Walk from there over to Barbican Centre. This cultural venue offers a theater, restaurants, library and artistic displays…but we came mostly to people-watch and see their incredible indoor garden. It closes at 5pm, but we were able to access the top floor of the building and see down into it from there. The architecture alone was worth a stop.
Walk or hop a bus back to St. Paul’s Cathedral. It’s stunning, but it’s getting late and you have a lot to see! Save your sightseeing time and money for Westminster Abbey tomorrow.
It’s dark now, but there is still TONS to see in this area. Walk across the Millennium Bridge and on over to Shakespeare’s Globe. If it had been earlier in the day, we would have run over to Borough Market, but it was closed at this point. Grab a cab or bus to GŎNG at the Shard for jaw-dropping 52nd-floor views. There will be a wait, there’s a minimum per-person spend that can be covered in a single pricey drink, and there is a dress code. After drinks there, wander over to the weirdly-shaped City Hall and back over the lit-up Tower Bridge. Walk by the Tower of London and over to the ruins of St Dunstan-in-the-East, a church built around 1100 that has astonishingly withstood years of political upheaval. It will likely be closed by this time, but even peeking through the gates at night is sobering.
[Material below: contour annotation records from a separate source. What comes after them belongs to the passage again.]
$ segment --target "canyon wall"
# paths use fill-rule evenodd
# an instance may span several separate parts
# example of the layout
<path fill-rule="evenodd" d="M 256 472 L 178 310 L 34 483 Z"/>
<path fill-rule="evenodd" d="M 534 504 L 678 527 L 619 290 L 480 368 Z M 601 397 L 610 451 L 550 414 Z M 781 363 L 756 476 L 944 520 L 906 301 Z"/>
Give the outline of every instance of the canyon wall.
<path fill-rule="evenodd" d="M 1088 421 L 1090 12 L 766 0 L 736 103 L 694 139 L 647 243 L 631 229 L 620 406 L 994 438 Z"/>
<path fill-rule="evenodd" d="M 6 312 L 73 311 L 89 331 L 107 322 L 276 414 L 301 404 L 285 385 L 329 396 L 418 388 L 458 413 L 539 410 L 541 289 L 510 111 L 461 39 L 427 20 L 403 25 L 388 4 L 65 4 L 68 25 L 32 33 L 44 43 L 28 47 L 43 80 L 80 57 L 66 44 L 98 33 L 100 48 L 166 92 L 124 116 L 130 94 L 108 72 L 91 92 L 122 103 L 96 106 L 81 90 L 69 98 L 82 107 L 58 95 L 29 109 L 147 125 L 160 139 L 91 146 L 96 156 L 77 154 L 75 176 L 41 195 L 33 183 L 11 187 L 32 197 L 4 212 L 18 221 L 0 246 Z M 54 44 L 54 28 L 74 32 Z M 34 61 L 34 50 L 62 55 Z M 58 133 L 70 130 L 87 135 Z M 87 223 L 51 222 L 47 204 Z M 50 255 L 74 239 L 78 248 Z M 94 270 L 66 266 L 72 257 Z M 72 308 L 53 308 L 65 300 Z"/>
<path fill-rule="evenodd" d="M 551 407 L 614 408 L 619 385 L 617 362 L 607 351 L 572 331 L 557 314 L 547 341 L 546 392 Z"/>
Hop a bus or cab back to the hotel and crash, face-first, into your pillow. Set an alarm for the morning, but not TOO early…you need some rest and nothing around here really opens until 9 or 10am anyway.
Walk from the hotel across the Waterloo Bridge.
From there, you can go through the creepy Leake Street Tunnel. Here, Nate and I encountered a man dressed in full Johnny Depp Jack Sparrow-esque pirate garb.
Make a quick right at the end of the tunnel and grab a traditional English breakfast at a diner called Barbarella’s.
With a full belly, you’ll have enough energy to trek on over to the London Eye. We didn’t go up because the crowds were insane – I think a ground view is plenty, but be sure to book tickets ahead of time if you want to ride. Next, stroll on over past Big Ben and Parliament. Again, we didn’t go in…if this spot is really important to you, book ahead of time on the website. Visiting hours can be a bit sporadic.
Westminster Abbey is where I wiled away the better part of the morning. There, you can feel the weight of history on your shoulders. You can actually get in for free by telling them that you simply want to worship, but the audio tour is incredible and well worth the price.
From there, we walked over to the Churchill War Rooms for an up-close-and-personal look at the man largely responsible for ending World War II. I’m not usually one to kill much time in museums, but this was fascinating. Next up, a stroll over to Buckingham Palace to briefly ogle the ornate exterior.
Grab a cab or bus to Churchill Arms (you can actually get a free glass of wine or beer by signing up for their email list online!). In the back of this funky pub you’ll find the best Thai food in town, something that London is kind of known for. The servers are abrupt and pushy and will inform you that you’re allowed to have your table for no more than 60 minutes. Go with it. After that, you can stroll on through Portobello Market (it’s open every day, though the best antiques are out on Saturdays) on up to the infamous blue door from the movie Notting Hill and then walk on down to the original Melt Chocolates.
Trust me, that’ll leave you stepping away from London with a sweet taste in your mouth.